It is either 2 or 3 days.once it passed something like 12noon it is considered another day.
Not like soccer give 2.5 goals de woh
 
All I can say to him is that thank you for voting PAP and for your contribution of $365.18 in gst towards our poor.
 
Another thing not many people can see it.
Unless you had leecades of hospital experience, like I do .

This shows a poor assessment of the A&E loctor.
If his condition can be discharged so quickly after he was transfered to the ward, it means he should have been put to the amu aka acute medical unit.
Where by there are no classes.
You go there and get observed. Patient from amu are usually discharged by day 2. If there is a need to go ward, he will be transfered to the ward for longer treatment.

In this way, his bill would have been greatly reduced and without this discrepancy.
 
Why are patients being charged ward rates while they are still on the waiting list to be admitted?
 
Why are patients being charged ward rates while they are still on the waiting list to be admitted?
I have told you all.
Most hospital workers are lazy.
In this case, the billing leepartment.
They just anyhow charge you first, if you never kpkb they keep it.
You kpkb they will need to leeturn you.
 
In the A&E there is no such thing as subsidize or non subsidizes.
Everyone is non subsidized.

That is to say, any test done at the A&E that is out of the A&E package test, they are all non subsidized.
Eg if ctscan is done it will be fucking costly. Unless after the test you are sent to the ward, then the bill will be transfered to the ward rate with subsidy. If you get discharge at the A&E, your pocket will break a big hole.

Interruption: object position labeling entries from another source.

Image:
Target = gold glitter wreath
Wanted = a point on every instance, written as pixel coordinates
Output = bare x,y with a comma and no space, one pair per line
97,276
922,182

Class charges only begins at the ward.
 
why the public in this case the patient not fully aware of this ?
There are many things public not aware of.
Unless you have leecades of hospital experience. You learn by experience.
They will not tell the public so that they can earn more.

There is something I cannot disclose here and it is very important one that can save us tonnes of money.
If I say it out, I place myself at a disadvantage as a leegular there. They will stop this loophole.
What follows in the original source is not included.